Hale use stock images for their Black Horse books which can mean that often the cover image doesn't represent any of the scenes in the actual book - thankfully this is not the case here. In fact the cover represents a flashback scene in which the titular character, Slim McCord is killed, shot in the back.

Yep, that's right Slim McCord the lead character in my new western is dead right from page one and remains so to the bitter sweet end - confused? All will become clear when the book hits the stores.

I'm truly excited about Slim McCord and I think that it follows the pattern set by my previous two westerns, Delta Rose and Wild Bill Williams in experimenting with the genre. I also think that Slim McCord is quite unique in that the lead character spends most of the book as a mummified corpse, a very active mummified corpse.

It's kind of the story of the end of the frontier as seen through the eyes of two aged outlaws and one dead one. I was thinking along those lines, or at least the lines of aging outlaws when I stumbled across the real life story of Elmer McCurdy, a badman who was indeed mummified and then shown as part of a traveling carny show.

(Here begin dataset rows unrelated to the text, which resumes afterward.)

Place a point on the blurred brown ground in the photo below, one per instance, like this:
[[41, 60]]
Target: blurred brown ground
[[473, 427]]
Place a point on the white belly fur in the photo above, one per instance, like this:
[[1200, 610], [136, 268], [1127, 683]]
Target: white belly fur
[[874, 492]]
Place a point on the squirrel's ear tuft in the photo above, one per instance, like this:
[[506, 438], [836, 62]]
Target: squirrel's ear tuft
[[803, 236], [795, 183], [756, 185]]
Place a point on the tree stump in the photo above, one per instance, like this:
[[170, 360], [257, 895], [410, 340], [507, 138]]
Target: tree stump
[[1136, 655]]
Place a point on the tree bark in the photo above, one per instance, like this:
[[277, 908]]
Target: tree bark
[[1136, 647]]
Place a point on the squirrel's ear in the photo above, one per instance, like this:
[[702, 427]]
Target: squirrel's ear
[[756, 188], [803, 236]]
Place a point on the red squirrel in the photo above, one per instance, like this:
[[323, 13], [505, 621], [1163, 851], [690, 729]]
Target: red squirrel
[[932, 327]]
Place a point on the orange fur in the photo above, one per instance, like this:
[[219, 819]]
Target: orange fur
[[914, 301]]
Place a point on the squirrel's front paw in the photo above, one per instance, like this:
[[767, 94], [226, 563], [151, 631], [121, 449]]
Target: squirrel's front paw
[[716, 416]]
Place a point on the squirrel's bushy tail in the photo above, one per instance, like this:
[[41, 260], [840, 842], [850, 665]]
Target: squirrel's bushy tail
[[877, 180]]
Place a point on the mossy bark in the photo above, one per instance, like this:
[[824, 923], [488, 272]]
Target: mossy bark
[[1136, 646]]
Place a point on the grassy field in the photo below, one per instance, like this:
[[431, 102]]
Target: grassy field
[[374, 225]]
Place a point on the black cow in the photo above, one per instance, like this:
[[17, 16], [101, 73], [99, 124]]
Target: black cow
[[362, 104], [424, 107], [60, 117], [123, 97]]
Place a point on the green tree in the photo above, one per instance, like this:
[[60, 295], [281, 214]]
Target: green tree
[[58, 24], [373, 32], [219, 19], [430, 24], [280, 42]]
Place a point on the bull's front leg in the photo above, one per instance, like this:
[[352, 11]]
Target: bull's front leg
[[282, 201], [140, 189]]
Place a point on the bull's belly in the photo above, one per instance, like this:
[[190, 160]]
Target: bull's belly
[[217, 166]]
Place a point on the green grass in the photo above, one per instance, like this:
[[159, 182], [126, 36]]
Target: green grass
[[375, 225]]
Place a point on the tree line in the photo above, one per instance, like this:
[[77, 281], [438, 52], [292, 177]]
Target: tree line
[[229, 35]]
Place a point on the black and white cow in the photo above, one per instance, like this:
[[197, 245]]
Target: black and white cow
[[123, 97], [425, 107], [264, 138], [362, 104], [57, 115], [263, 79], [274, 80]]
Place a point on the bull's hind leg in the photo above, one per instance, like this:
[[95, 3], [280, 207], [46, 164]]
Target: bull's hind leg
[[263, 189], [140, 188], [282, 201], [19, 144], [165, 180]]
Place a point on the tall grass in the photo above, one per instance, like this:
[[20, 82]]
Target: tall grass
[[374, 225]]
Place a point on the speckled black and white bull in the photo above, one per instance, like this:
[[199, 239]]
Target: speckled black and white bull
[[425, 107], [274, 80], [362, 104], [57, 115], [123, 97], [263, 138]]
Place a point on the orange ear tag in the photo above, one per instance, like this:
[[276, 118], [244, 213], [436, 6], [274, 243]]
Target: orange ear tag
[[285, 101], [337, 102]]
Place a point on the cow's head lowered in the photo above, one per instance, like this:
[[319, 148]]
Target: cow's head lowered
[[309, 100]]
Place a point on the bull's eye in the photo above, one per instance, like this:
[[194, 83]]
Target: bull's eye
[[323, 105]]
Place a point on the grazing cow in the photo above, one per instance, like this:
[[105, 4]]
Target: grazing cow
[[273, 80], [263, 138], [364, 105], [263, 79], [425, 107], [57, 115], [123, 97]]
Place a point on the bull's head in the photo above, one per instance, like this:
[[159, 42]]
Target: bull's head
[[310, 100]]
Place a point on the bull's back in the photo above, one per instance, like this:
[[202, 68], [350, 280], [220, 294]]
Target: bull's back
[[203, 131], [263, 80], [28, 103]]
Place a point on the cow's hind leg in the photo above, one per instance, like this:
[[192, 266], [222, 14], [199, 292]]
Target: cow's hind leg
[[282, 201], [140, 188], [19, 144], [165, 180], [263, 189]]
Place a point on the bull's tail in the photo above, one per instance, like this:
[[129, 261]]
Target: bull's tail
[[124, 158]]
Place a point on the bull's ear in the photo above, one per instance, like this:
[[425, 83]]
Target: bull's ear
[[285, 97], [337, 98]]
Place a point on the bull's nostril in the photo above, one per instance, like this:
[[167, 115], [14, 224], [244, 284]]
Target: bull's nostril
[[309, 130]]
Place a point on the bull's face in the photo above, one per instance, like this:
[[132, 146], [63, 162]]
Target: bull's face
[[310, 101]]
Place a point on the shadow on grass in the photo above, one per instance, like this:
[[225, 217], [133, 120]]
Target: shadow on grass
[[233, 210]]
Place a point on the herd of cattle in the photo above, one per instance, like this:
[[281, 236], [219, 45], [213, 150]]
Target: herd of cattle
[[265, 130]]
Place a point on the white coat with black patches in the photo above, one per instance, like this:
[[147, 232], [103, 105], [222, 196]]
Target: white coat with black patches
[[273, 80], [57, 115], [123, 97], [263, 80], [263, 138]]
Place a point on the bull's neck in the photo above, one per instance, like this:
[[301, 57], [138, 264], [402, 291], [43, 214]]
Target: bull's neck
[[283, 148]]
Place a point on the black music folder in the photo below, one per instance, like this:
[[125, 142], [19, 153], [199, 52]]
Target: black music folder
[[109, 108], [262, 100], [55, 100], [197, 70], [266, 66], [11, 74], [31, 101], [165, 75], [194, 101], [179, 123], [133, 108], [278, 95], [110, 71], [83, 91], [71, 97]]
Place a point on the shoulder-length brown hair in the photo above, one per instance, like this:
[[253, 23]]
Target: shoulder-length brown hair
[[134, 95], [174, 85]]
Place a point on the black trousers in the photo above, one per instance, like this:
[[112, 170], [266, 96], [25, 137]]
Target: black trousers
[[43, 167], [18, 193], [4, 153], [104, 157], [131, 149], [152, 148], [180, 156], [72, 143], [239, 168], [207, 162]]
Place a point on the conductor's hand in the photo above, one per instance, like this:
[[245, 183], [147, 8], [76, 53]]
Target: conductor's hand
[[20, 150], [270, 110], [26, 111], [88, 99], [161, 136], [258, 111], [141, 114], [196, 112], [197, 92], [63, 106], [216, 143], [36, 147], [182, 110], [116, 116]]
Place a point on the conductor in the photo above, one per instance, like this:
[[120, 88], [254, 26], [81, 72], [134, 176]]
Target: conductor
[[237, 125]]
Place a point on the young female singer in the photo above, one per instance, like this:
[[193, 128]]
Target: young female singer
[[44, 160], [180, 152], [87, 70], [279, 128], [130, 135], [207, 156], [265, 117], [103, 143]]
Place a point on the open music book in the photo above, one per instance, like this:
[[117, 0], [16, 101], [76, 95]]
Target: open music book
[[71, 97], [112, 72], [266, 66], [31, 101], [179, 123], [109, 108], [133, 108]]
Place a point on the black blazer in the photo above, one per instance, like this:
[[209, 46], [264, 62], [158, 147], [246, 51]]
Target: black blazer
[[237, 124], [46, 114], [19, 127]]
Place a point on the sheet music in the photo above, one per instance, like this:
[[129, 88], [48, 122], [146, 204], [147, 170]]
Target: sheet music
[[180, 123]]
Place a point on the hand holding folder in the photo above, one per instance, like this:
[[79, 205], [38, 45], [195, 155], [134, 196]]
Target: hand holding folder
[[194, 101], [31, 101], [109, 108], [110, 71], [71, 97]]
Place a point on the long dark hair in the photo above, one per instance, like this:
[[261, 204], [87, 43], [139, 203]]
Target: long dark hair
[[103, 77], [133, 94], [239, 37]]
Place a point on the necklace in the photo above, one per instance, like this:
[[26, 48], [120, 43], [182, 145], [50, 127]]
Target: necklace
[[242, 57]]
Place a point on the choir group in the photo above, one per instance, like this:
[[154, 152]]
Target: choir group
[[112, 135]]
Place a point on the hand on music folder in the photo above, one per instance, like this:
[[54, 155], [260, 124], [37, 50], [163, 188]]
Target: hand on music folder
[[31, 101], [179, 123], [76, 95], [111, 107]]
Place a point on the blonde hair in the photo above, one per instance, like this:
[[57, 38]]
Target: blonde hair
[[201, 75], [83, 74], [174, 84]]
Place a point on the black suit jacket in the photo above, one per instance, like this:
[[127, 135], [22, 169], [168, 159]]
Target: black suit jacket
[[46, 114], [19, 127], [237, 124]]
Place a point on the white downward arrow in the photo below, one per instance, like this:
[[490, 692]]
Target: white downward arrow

The blurb (rough draft) reads:


“True friendship continues long after living is gone!”
Aging not so bad men Blackman and Tanner thought they had seen it all, but nothing could have prepared them for what they would find in the town of Possum Creek.
Once they had ridden with the notorious outlaw Slim McCord and when they come upon his mummified remains in a traveling carny show, they find themselves thrown into an unlikely and dangerous series of events as they, together with their dead leader, head towards a destiny that seems preordained.
Slim McCord, long after his death, is now involved in the most lucrative bank robbery of his outlaw career, as the three men, together again, face all manner of danger and find that, as the bullets fly, it’s just like old times.
And here's a snippet from the author's note that will accompany, The Afterlife of Slim McCord
In 1911 McCurdy was shot during a failed robbery and as no one claimed his body the undertaker embalmed the outlaw with arsenic based preservatives and put the corpse on show. From there the corpse ended up in various traveling shows before disappearing sometime in the 1930s. Incredibly in 1976 a prop man on the set of the TV series, The Six Million Dollar Man, rediscovered it. It had been thought to be a wax model, and used in a fun house set before a finger broke off, revealing it to be actual human remains.  Elmer McCurdy was eventually buried in 1977 in the Boot Hill section of Summit View Cemetery, Oklahoma with most of the cast and crew from The Six Million Dollar Man in attendance.
Truth is indeed stranger than fiction - and there was something fine and dandy about that old corpse causing such a commotion in 1976,all those years after death - the police were called in and production on The Six Million Dollar man frozen until they identified the body. And that's how Slim McCord developed in my mind. I liked the idea of the old outlaw kicking up a storm long after death  - My story is set in the Old West and our mummified outlaw finds himself playing an active part in a bank robbery long after his own account has been closed. I like the concept - nothing's truly new and there have been many western novels that have used a parallel between aging characters and the end of the frontier to tone their story, but as far as I know there's never been one with a mummified outlaw at the heart of the story. 
Slim McCord - it's a larger than life story, with action, adventure, comedy and a dash of sentiment. Above all I think Slim McCord's got a lot of heart.
Those days were gone though and Blackman knew it. It was written in his face and he had a wrinkle for every fence that had been thrown up around previously open range. He could dream though, and in his dreams there were no fences, and enough pretty ladies to warm the coldest of nights. 
 

2 comments:

Davieboy said...

Sounds good. How about an audiobook; you're an actor are you not?
Will there be a tour? I have a stack of books need signing...
BTW listened to BBC Hombre today; excellent, thanks for the tip-off!